The teen birth rate has spiked from 83 to 92 per 1,000 girls.
These estimates further demonstrate the pressing need for Bangladesh to strengthen maternal and child health, breastfeeding, and quality nutrition services.
Child Marriage: A Slow Decline, But Not Enough of One
While rates of child marriage have seen some reduction since 2019, progress is painfully slow:
47 per cent of women ages 20 to 24 were married before they turned 18.
13% were married before 15.
Education and income matter a lot:
Women with no education (69%) or from the poorest households (65%) are twice as likely to marry early as girls from wealthier homes.
A geographical divide persists:
Rates have fallen in Dhaka and Sylhet.
But they are still elevated in Rajshahi and Khulna.
Interestingly, in Sylhet, only 29% of women were married before they were 19, almost half the national rate. The report is unclear about why Sylhet stands out, but the success there offers essential lessons for the rest of the country.

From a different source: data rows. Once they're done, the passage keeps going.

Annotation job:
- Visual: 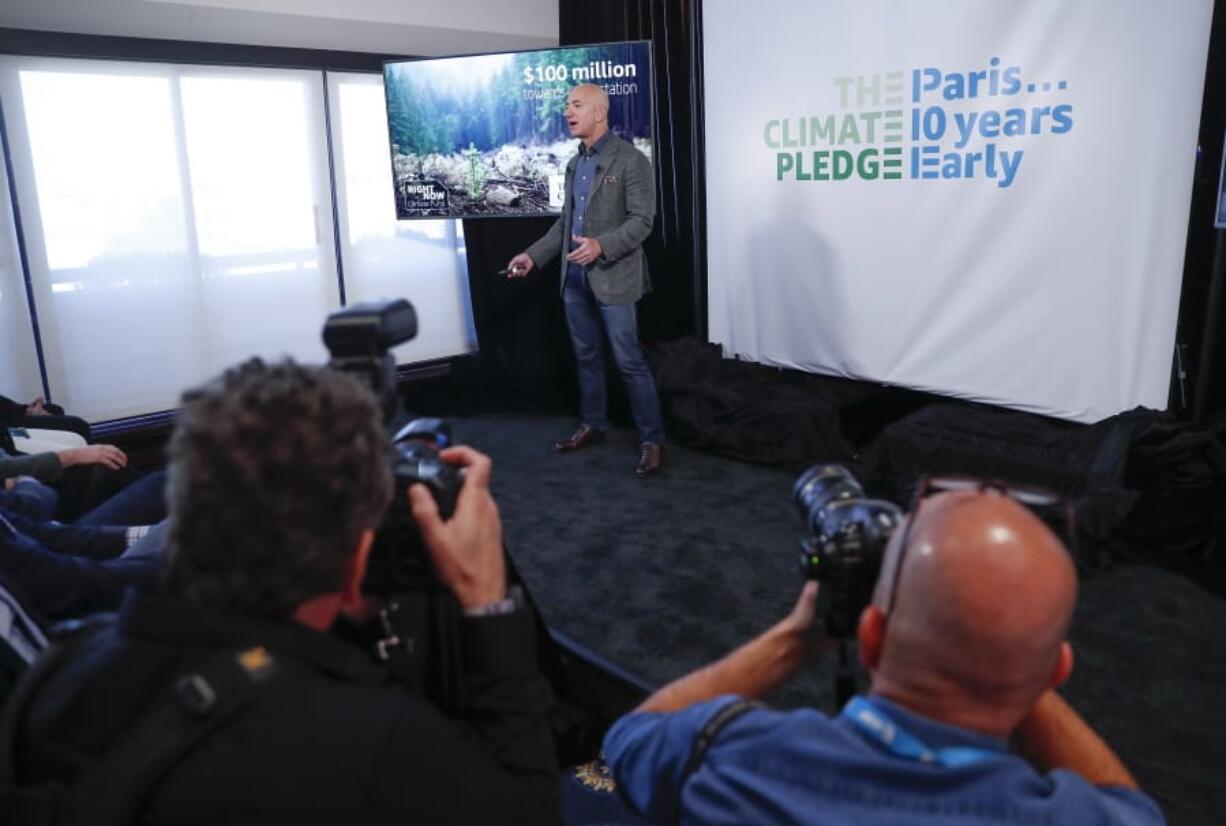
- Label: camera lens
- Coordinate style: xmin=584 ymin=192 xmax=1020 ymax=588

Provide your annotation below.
xmin=792 ymin=464 xmax=864 ymax=529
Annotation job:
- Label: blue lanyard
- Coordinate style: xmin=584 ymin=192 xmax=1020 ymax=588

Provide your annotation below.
xmin=842 ymin=697 xmax=999 ymax=768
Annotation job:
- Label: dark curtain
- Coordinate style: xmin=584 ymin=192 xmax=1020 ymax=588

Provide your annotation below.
xmin=1171 ymin=2 xmax=1226 ymax=423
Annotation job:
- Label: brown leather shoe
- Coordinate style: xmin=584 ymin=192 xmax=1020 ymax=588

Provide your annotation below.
xmin=553 ymin=424 xmax=604 ymax=453
xmin=634 ymin=441 xmax=664 ymax=479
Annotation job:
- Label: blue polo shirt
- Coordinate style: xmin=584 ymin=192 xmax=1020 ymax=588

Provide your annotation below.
xmin=566 ymin=132 xmax=613 ymax=287
xmin=604 ymin=696 xmax=1165 ymax=826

UNFPA offers another sobering estimate: at the present rate, Bangladesh would require more than 200 years to end child marriage. This is out of sync with our national aspirations in gender equality and sustainable development.”
A Bold and Immediate Call to Action
Child marriage is not simply a cultural practice; it’s a rights violation. It prevents girls from going to school, exposes them to early pregnancies, increases maternal mortality, and keeps people poor and intellectually stunted.
Now is the time for Bangladesh to break this vicious circle.
Stronger laws and stricter enforcement
More adolescent health and education investment
Community-oriented responses to change entrenched cultural attitudes.
Specific interventions to address exposure to environmental pollutants, particularly lead.
Enhanced maternal and child nutrition services.
More protection for children at risk of work and exploitation
All children everywhere deserve to grow up healthy, educated, safe and empowered. Harmful traditions should hold back no girl, and the opportunity to reach her full potential must not be denied.
The Future of Bangladesh Depends on the Girls We Are Protecting Today
If we don’t act, it is going to be generations of children with impaired potential physically, mentally, and socially. But if we fully commit to breaking the cycle, we can build a better, more prosperous Bangladesh where no girl is left behind.
The choice is ours. And the moment to act is now.